Esse índice é muito inferior ao do início da década de 2010. De acordo com o Pew Global Attitudes Project de 2012, entre os anos de 2010 e 2011 a visão positiva sobre os Estados Unidos no Brasil era de 62%.
Dados do Latinobarómetro compilados entre 1996 e 2017 mostram um nível ainda mais elevado de percepção positiva dos EUA no Brasil. O percentual mais baixo, de acordo com o seu relatório, foi em 1997, quando 47% dos brasileiros tinham uma opinião “boa” ou “muito boa” sobre o país norte-americano. Em 2013 e 2016 essa percepção positiva alcançou o pico de 74%, para cair para 67% em 2017.
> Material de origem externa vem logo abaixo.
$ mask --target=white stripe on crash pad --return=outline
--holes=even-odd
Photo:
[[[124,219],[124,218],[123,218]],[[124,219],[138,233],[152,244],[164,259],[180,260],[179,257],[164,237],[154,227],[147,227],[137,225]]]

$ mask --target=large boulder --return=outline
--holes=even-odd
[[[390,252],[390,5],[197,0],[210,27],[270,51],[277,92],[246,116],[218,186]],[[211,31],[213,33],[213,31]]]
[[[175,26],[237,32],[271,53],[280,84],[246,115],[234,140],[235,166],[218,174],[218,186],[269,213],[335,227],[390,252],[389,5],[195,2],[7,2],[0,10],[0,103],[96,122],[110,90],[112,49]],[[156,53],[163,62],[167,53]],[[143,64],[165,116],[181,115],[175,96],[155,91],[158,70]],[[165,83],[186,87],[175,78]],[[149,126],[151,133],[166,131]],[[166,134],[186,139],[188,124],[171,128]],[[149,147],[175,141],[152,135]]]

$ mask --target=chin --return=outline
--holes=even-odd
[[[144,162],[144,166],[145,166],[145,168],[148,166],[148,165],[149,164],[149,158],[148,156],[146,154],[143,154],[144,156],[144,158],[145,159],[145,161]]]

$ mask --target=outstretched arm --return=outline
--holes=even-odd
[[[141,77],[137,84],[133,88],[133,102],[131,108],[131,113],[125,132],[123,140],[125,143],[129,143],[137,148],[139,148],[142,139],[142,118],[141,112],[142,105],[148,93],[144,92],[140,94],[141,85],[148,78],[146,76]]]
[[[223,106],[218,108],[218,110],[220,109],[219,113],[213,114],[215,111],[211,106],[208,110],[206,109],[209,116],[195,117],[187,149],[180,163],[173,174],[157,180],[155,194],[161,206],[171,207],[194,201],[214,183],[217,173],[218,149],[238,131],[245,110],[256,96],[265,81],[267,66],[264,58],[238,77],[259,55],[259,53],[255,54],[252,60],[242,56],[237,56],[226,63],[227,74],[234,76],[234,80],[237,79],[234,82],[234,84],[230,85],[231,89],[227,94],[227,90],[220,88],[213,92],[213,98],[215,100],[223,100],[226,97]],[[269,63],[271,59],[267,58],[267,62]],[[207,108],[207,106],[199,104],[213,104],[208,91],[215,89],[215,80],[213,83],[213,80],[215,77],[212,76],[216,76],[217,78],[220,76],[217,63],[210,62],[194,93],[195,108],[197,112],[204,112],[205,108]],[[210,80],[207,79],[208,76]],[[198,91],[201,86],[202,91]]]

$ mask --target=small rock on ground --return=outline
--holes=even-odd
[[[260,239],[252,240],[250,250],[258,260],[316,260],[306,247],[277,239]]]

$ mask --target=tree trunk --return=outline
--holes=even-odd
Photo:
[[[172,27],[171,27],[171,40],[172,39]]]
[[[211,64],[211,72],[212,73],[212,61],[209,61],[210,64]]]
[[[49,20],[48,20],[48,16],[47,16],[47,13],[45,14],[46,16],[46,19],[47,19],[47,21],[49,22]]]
Ioris acredita que essa deterioração da imagem dos EUA se deve, em grande medida, aos acontecimentos políticos que têm corroído o próprio país internamente. “Há uma crise profunda na sociedade norte-americana e, desde a eleição de George W. Bush contra Al Gore, em 2000 [considerada fraudulenta por muitos], tem havido uma erosão na imagem da democracia americana”, diz. “Até mesmo na economia, no desenvolvimento tecnológico e na área da cultura houve mudanças na percepção das pessoas pelo mundo, porque há uma deterioração geral. Há uma erosão da imagem dos EUA desde a guerra fria”.
De fato, a Democracy Perception Index 2024 aponta que os EUA perderam prestígio na maioria esmagadora dos países do mundo. Na Indonésia, por exemplo, o índice de percepção positiva sobre os EUA caiu 27 pontos desde o ano passado. Na Malásia, a queda foi de 24%, na Turquia de 22% e no Marrocos e na Suíça foi de 20%.
Carla Holand Mello, mestra em Estudos Estratégicos Internacionais pela Universidade Federal do Rio Grande do Sul, avalia que a relação entre Brasil e Estados Unidos tem sido muito oscilante nos últimos anos. “O quase alinhamento automático e a política externa de ‘balcão de negócios’ de Bolsonaro foi um período parecido com outros anteriores quando a democracia brasileira se viu abalada, como por exemplo nos governos Eurico Gaspar Dutra e Castelo Branco”, afirma.
“Pelo lado do governo Lula, volta-se a trilhar uma política exterior para com os EUA muito mais assertiva e em busca do interesse nacional. Importante frisar que nos dois governos houve visitas oficiais e encontros com os presidentes norte-americanos”, adiciona.
Os dois analistas avaliam que uma vitória de Donald Trump nas eleições presidenciais americanas deste ano reforçaria a direita bolsonarista brasileira e sua visão positiva sobre os EUA. Ioris acredita que uma vitória de Kamala Harris, por outro lado, poderia facilitar um melhor relacionamento de Lula com o governo dos EUA, “mas tentando manter essa equidistância que ele tem mantido e que lhe permite também buscar seus interesses com outros parceiros”.
A vitória de Harris poderia, contudo, acentuar a percepção negativa da esquerda brasileira sobre os EUA caso ela adote a linha tradicional dos democratas de maior intervencionismo no Oriente Médio, segundo Carla. Contudo, por ser uma mulher advinda de grupos étnicos minoritários e por substituir uma “liderança enfraquecida e cansada” como é o presidente Joe Biden, Harris poderia projetar uma visão positiva para os mesmos grupos.